# Look what I found !



## jackbob42 (Nov 12, 2003)

My great dogs ! LOL
Watch the old window , it was put there so I could hose down the kennels safely LOL...............


----------



## packmaster (Mar 1, 2010)

pretty bold bunny there.I have yet to see a little one yet.I hope all the rain hasn`t ruined the nests.Nice kennel system!


----------



## superposed20ga (Dec 14, 2005)

So what do YOUR beagles hunt if they let that rabbit get that close? Just kidding. Those little things get everywhere this time of year. I felt bad that a rabbit was dumb enough to make a nest in my yard. Next thing I knew my two hounds had dug it up and one was eating the newborns. I think they have a chance once they get old enough to get out of the nest because I don' think they have much scent on them, but if anything finds them in the nest they're doomed.
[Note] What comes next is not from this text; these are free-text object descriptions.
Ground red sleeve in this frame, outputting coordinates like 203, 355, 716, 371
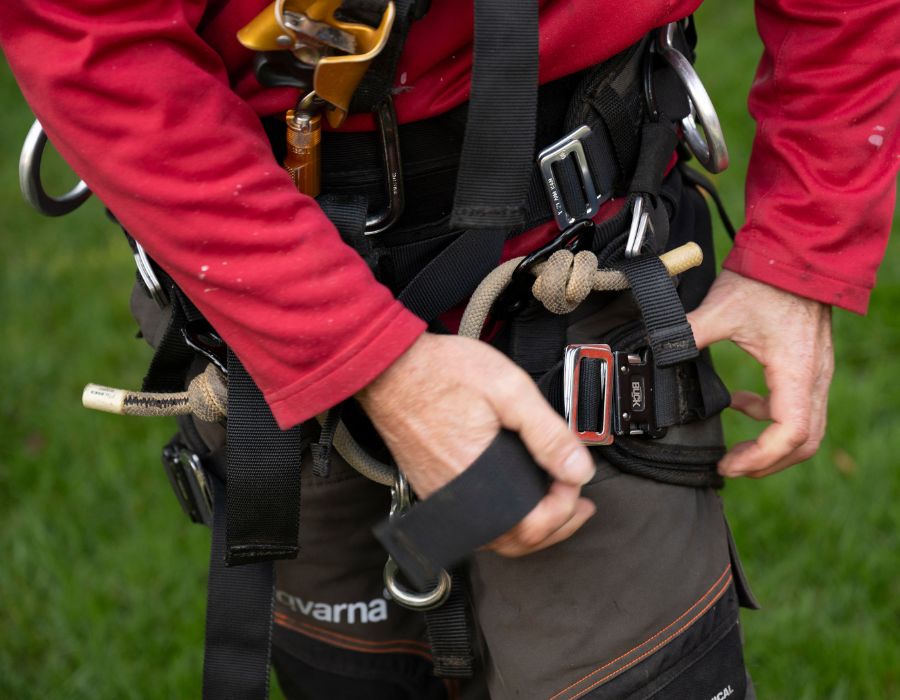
0, 0, 425, 429
722, 0, 900, 314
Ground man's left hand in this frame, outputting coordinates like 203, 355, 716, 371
687, 270, 834, 478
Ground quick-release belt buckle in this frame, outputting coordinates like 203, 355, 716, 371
538, 125, 606, 230
564, 344, 664, 445
161, 442, 214, 527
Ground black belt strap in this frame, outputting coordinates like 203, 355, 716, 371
203, 477, 276, 700
374, 430, 547, 590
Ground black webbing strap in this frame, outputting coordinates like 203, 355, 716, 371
141, 285, 203, 393
399, 0, 539, 322
203, 477, 276, 700
576, 357, 606, 434
654, 357, 730, 429
374, 430, 547, 590
225, 351, 304, 565
620, 256, 698, 368
450, 0, 538, 230
424, 569, 475, 678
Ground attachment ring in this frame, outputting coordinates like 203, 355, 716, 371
19, 120, 92, 217
656, 24, 729, 173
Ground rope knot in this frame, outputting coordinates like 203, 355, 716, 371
531, 249, 599, 314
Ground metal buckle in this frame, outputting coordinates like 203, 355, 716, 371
161, 442, 214, 527
612, 350, 665, 438
565, 345, 666, 444
564, 344, 615, 445
538, 125, 606, 230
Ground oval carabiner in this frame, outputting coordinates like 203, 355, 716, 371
19, 120, 92, 217
383, 557, 452, 611
382, 470, 452, 611
656, 24, 729, 174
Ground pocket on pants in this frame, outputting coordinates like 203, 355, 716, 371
585, 584, 748, 700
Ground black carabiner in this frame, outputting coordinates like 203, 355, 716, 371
492, 219, 595, 319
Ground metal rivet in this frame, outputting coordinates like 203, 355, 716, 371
276, 34, 293, 47
622, 412, 630, 420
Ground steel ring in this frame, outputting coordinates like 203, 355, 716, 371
19, 120, 92, 217
383, 557, 452, 611
656, 24, 729, 173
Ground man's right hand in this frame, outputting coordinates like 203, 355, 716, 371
356, 332, 596, 557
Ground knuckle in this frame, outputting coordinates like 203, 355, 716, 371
786, 426, 809, 449
516, 524, 546, 550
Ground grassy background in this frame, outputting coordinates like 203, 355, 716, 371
1, 3, 897, 698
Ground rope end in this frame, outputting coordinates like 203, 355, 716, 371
82, 384, 127, 415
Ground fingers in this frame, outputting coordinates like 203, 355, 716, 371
489, 481, 596, 557
720, 362, 829, 478
488, 369, 595, 487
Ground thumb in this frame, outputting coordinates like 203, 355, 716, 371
488, 371, 595, 487
686, 296, 734, 351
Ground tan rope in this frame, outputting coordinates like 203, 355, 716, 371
459, 242, 703, 339
82, 363, 227, 420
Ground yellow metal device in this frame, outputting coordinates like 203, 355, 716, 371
238, 0, 395, 128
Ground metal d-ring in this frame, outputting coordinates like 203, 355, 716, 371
656, 23, 729, 174
19, 119, 92, 217
382, 470, 452, 611
384, 557, 452, 611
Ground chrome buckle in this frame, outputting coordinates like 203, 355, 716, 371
538, 125, 606, 230
564, 344, 614, 445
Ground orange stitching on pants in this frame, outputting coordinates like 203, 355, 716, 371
274, 614, 434, 660
549, 564, 733, 700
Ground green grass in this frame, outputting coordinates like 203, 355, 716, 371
1, 3, 897, 698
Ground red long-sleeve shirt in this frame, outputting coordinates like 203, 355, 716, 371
1, 1, 897, 429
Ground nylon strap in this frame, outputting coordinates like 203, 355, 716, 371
450, 0, 539, 230
225, 351, 304, 565
203, 477, 276, 700
424, 569, 475, 678
620, 256, 698, 368
374, 430, 547, 590
399, 0, 539, 322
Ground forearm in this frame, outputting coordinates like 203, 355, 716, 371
0, 0, 426, 427
725, 0, 900, 313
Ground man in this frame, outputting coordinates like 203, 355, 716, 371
1, 1, 896, 698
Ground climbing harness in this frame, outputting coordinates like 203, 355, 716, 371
18, 2, 736, 696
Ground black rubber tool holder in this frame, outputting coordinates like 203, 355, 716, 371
374, 430, 549, 590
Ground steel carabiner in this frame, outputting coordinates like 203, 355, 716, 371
382, 470, 452, 611
19, 119, 92, 217
646, 23, 729, 174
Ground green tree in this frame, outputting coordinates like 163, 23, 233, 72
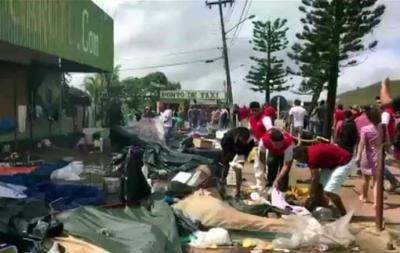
288, 42, 329, 111
83, 76, 105, 124
138, 72, 181, 109
291, 0, 385, 137
120, 72, 181, 120
121, 77, 147, 111
245, 18, 291, 103
83, 65, 123, 126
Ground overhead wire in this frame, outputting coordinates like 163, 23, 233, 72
119, 47, 221, 62
119, 56, 223, 71
162, 47, 221, 56
225, 1, 236, 23
235, 0, 252, 45
230, 0, 253, 47
229, 0, 248, 47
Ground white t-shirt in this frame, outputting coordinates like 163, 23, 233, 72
161, 109, 173, 128
289, 106, 306, 128
262, 116, 273, 131
381, 111, 390, 125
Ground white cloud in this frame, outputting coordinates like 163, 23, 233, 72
71, 0, 400, 106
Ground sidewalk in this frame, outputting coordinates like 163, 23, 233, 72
241, 159, 400, 253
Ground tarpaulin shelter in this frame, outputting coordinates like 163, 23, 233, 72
0, 160, 69, 187
57, 199, 182, 253
0, 198, 62, 252
26, 182, 104, 211
0, 160, 104, 210
143, 142, 218, 179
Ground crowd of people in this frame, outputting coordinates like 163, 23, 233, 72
219, 78, 400, 216
144, 78, 400, 216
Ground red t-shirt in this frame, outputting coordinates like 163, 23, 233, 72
335, 109, 345, 125
307, 144, 352, 170
239, 107, 250, 121
249, 114, 266, 140
262, 132, 293, 156
335, 120, 343, 139
264, 106, 277, 121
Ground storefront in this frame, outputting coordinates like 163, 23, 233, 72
0, 0, 113, 143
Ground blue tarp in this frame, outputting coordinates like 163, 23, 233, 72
0, 160, 69, 187
0, 118, 16, 133
0, 161, 105, 210
26, 182, 105, 210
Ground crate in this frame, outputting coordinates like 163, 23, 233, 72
193, 138, 214, 149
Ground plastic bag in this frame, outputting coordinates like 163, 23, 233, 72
51, 161, 83, 181
272, 211, 355, 250
190, 228, 231, 248
125, 118, 165, 144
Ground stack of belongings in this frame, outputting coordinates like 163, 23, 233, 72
84, 125, 354, 252
0, 159, 106, 251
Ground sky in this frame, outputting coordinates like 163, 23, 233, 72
72, 0, 400, 106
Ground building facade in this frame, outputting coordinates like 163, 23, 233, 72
0, 0, 113, 143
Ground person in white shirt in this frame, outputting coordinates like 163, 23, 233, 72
161, 106, 173, 140
288, 99, 306, 138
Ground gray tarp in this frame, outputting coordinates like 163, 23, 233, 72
143, 142, 217, 179
57, 199, 182, 253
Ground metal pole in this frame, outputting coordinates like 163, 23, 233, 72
14, 79, 17, 150
277, 97, 280, 120
218, 2, 233, 105
376, 124, 385, 231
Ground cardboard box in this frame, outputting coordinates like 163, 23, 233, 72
193, 138, 214, 149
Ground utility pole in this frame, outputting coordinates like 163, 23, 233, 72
206, 0, 234, 105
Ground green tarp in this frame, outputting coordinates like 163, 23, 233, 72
57, 199, 182, 253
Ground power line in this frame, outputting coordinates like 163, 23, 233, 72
226, 1, 236, 23
235, 0, 252, 45
119, 57, 222, 71
164, 47, 221, 56
231, 0, 252, 47
229, 0, 248, 46
120, 47, 221, 62
206, 0, 234, 104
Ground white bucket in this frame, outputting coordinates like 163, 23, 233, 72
104, 177, 120, 194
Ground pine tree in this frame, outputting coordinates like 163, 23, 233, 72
288, 38, 329, 110
289, 0, 385, 138
245, 18, 291, 103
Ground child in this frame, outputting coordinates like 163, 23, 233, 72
355, 108, 381, 205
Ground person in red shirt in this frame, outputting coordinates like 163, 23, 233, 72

Nice looking kennel there too.


----------



## jackbob42 (Nov 12, 2003)

The rabbits come up and feed under the birdfeeder.
They just seem to know the dogs can't get to them.
I've never seen one that close to the kennel though.
The wife tells the grandson that the rabbits are "off limits" as long as they're in the yard. :lol::lol::lol:

Thanks for the compliments on the kennels.
I've only got about $200 into each 10' section.
The concrete was a little more though.


----------